Gates, on a whirlwind tour of Afghanistan to meet with U.S. troops, told a Kabul news conference the Taliban decision to move into the area "served as an alarm for the Pakistani government that these violent extremists in the western part of Pakistan are a significant danger to the government of Pakistan."
The Pakistan military currently is attempting to dislodge the Taliban from the area.
"I personally have been very satisfied with the strong response that the Pakistani government and army have taken in response to this," Gates said, according to a Defense Department release. "I think there is very little chance of the Taliban in Pakistan achieving a level of success that will give them access to Pakistan's nuclear weapons."
Gates visited two remote Afghan outposts as well as facilities in Kandahar to talk with troops.

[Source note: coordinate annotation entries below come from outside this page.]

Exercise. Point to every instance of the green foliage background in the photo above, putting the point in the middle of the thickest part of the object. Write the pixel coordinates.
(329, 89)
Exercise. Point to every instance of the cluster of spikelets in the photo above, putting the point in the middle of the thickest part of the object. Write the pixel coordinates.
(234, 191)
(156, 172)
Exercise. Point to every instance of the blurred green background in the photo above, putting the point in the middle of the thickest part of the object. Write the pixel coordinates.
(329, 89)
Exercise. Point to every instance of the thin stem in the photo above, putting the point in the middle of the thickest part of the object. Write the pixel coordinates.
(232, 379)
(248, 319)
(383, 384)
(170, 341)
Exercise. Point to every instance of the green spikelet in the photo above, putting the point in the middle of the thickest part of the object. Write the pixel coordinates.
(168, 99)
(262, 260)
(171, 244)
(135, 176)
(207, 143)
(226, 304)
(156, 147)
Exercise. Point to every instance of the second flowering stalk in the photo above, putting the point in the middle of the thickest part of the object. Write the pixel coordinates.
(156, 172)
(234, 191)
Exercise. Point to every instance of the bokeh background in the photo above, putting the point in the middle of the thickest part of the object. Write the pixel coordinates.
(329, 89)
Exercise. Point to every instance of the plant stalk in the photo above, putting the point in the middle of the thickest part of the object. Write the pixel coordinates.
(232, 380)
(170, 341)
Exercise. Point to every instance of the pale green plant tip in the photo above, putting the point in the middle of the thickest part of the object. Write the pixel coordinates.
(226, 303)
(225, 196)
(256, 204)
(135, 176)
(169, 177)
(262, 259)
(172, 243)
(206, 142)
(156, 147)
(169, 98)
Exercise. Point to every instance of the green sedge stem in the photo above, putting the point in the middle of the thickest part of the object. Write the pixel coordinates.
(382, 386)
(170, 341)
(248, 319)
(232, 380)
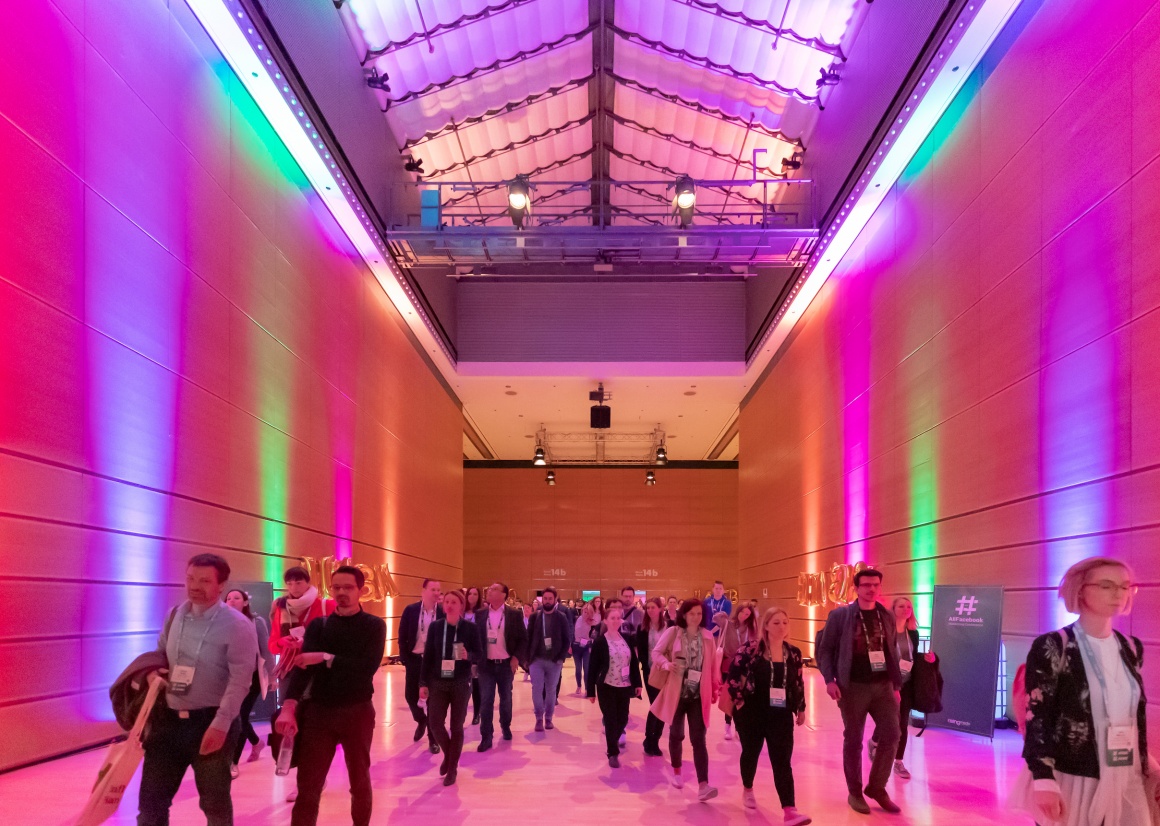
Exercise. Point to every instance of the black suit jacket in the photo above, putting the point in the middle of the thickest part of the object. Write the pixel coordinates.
(408, 630)
(515, 635)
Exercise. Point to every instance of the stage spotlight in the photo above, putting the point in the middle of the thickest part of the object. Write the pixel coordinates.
(519, 201)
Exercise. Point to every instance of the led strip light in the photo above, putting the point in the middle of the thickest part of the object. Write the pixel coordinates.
(964, 46)
(230, 26)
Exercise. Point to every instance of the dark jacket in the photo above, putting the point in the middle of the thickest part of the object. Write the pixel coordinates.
(1060, 729)
(597, 666)
(559, 629)
(835, 652)
(434, 653)
(515, 635)
(747, 678)
(408, 630)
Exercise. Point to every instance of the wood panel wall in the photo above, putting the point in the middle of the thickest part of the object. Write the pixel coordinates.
(973, 397)
(600, 529)
(191, 359)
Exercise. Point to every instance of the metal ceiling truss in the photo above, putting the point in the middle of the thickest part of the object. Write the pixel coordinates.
(478, 72)
(506, 109)
(710, 65)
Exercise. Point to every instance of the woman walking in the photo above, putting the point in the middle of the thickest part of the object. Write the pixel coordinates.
(614, 679)
(585, 631)
(687, 654)
(1086, 750)
(740, 629)
(766, 687)
(239, 600)
(475, 602)
(647, 636)
(444, 681)
(907, 647)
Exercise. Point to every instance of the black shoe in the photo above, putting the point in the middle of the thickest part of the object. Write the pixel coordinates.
(883, 799)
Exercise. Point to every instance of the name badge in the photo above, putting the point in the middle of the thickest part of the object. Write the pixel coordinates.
(1121, 746)
(181, 678)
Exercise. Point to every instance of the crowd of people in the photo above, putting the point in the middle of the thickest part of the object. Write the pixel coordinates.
(1086, 746)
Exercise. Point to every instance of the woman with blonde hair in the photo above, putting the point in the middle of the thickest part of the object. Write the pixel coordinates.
(740, 629)
(767, 690)
(1086, 746)
(906, 642)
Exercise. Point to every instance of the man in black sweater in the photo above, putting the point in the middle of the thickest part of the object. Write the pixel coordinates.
(339, 658)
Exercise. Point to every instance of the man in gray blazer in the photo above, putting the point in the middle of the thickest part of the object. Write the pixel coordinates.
(856, 658)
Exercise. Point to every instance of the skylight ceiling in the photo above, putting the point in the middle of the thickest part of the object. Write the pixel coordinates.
(578, 93)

"I feel a very deep, personal responsibility to each and every one of you," Gates told troops at Camp Leatherneck. "My job, it seems to me, is to get you what you need to be successful in your mission, and to do everything possible to get you home safely."
Gates also echoed statements made Wednesday by U.S. Secretary of State Hillary Clinton regarding civilian casualties in Afghanistan.
"The United States and coalition partners do everything we can to avoid civilian casualties," Gates said.
"We regret any -- even one -- innocent civilian casualty, and will make whatever amends are necessary."